The Earl’s Court motor show at this year’s Goodwood Revival is a place where motoring timelines meet. Marques old and new gather cars of the past, present and future in a selection quite unlike anything you’ve seen anywhere else.
Between what other four walls will you find a Pininfarina Battista all-electric hypercar, with its four electric motors and 2,000PS, and an immaculate BMW ‘New Six’ saloon from the 1970s? What other four walls contain both an original classic Range Rover and a next-generation Deus Vayanne all-electric hypercar? All of these join the new Range Rover, the new BMW 7 Series, the new Aston Martin Valhalla hypercar alongside its DB5 ancestor, the new Polestar 5 all-electric super saloon and many more exciting cars, from bygone eras and indeed, eras to come.
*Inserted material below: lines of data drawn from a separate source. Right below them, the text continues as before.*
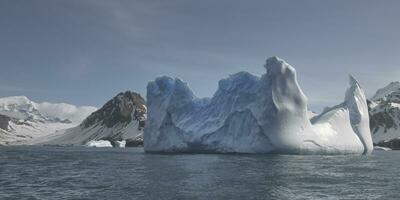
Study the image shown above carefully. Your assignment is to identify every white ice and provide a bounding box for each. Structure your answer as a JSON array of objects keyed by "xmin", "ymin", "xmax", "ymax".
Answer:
[{"xmin": 144, "ymin": 57, "xmax": 373, "ymax": 154}]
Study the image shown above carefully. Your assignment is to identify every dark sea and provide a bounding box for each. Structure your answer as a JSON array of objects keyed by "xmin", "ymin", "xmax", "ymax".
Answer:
[{"xmin": 0, "ymin": 146, "xmax": 400, "ymax": 200}]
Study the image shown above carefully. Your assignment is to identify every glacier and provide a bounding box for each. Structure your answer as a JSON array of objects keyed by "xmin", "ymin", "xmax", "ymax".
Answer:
[{"xmin": 144, "ymin": 57, "xmax": 373, "ymax": 154}]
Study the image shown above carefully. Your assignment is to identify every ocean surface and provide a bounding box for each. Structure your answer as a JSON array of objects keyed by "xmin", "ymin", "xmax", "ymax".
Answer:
[{"xmin": 0, "ymin": 146, "xmax": 400, "ymax": 200}]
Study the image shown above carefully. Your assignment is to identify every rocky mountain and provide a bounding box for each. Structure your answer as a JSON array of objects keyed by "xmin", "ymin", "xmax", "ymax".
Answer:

In the case of the 1998 Paul Smith Mini and the Charge Mustang, Earls Court shows off cars past that have been turned into cars of the future.
Particularly interesting to see is the all-electric i7 next to its distant ancestors, the BMW New Six and the E23 BMW 7 Series. These cars are separated by five decades and six generations of 7 Series BMW. So much has changed in what BMW’s idea of a flagship saloon is in that time, yet some things have stayed the same. The new car is much bigger, highly futuristic in its design, is chock full of tech and screens and is all electric. Yet it retains, to an extent, the time-worn three-box silhouette that BMW saloons of old, going back to the New Six, made iconic.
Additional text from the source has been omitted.